The first post in this series, Reinventing automated operations (Part I), covered the importance of operations in the cloud and how deferring the creation of an operations plan can slow down your migration. In this post, I’ll share the primary mechanism of iterative improvement (aka flywheel) that AWS Managed Services (AMS) uses to increase operational efficiency and improve the operational experience of our customers. I will also cover the nine individual automation flywheels that we built to spin our primary flywheel faster.

Automation flywheels

Flywheel shows “Operational efficiency” in circle in middle surrounded by texts “consistent outcomes,” “operational experience,” “manual work,” and “create automations” that are linked to each other. “Operational efficiency” also linked to “less work” which is linked to “fewer engineers” which is linked to “operational experience".

Similar to the original Amazon flywheel, AMS also uses flywheels to iterate and improve our capabilities for customers. As we identify manual work, we create automations to reduce wait time, improve security, execute consistently, and more. Automation improves our operational efficiency by reducing our workload. The use of automation also means we need fewer engineers. Fewer engineers means lower costs and allows us to lower prices, which improves the operational experience for our customers without reducing quality (see figure).

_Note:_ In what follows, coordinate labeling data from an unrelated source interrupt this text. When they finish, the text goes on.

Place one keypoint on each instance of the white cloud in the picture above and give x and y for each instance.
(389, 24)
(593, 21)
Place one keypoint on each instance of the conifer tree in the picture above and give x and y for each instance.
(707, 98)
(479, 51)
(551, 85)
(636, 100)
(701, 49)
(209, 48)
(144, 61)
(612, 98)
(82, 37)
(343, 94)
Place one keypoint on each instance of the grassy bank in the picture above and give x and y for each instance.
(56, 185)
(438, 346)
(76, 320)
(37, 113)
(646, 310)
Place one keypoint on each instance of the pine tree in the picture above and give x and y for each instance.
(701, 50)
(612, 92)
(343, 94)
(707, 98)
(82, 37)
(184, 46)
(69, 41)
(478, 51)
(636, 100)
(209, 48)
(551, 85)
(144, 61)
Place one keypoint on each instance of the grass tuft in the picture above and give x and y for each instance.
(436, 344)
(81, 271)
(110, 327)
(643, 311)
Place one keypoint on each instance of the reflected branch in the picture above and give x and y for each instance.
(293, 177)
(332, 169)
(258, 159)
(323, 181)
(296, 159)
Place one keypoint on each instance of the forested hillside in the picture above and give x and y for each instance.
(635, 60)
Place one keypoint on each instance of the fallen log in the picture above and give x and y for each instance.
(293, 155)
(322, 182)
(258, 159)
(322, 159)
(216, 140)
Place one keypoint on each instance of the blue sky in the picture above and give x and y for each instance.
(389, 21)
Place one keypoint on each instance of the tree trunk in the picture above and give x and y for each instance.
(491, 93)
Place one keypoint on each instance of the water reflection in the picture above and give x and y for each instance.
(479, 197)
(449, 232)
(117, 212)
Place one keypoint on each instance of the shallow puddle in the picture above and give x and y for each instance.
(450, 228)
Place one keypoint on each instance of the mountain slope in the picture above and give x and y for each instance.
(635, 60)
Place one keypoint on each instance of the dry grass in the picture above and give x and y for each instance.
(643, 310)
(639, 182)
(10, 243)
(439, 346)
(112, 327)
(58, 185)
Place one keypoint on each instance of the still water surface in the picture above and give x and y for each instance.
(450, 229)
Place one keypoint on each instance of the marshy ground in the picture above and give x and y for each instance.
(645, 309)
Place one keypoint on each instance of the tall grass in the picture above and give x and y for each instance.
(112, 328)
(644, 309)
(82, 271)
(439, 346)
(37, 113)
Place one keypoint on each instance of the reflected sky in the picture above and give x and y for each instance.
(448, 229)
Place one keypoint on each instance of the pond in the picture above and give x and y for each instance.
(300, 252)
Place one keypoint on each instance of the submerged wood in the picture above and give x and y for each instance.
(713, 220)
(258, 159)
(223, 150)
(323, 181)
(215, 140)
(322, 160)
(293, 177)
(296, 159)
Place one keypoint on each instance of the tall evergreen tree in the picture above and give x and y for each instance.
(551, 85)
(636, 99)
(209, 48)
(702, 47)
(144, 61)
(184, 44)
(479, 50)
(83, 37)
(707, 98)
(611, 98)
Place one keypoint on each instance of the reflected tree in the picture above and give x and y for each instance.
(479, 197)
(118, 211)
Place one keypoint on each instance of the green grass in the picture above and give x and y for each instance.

Our automation flywheels convert our operational experience into libraries of operational content that are the artifacts we create within, run on top of, or use to extend standard AWS services. This operational content is our greatest value to customers since there is no compression algorithm for experience. Additionally, because there will never be enough qualified cloud engineers, operational content allows us to scale headcount in a nonlinear fashion and reach a global scale. Without our focus on automation, AMS would likely have four to five times the number of operational engineers we have today.

To date, AMS has identified nine automation flywheels to continually create and refine our operational content:

1. Security

Security is job zero. We use AWS Security Hub and Amazon GuardDuty for security-specific alerts, Amazon Inspector for host based detection, and Amazon Macie for Amazon Simple Storage Service (Amazon S3) bucket monitoring. Automation and deduplication reduce the volume of alerts so that a real security incident is less likely to get overlooked. We have consolidated 54 Amazon GuardDuty alerts into four remediation run books. We use automation (for known configuration issues) and our intuition and experience when we review IAM and security group configurations. We use aggregated logging to prevent tampering and give customer security teams visibility for their own analysis.

2. Detective guardrails and remediation

In addition to the standard detective controls provided by AWS Control Tower, we use AWS Config rules to create and deploy customized conformance packs. To enforce Center for Internet Security (CIS) and National Institute of Standards and Technology (NIST) controls, AMS deploys and maintains 98 configuration rules in custom conformance packs. Simply turning on alarms would overwhelm our operations engineers (and potentially obscure real incidents), so we have created automations to remediate each control. We deduplicate any existing customer controls to reduce cost and noise and can tailor responses for each customer.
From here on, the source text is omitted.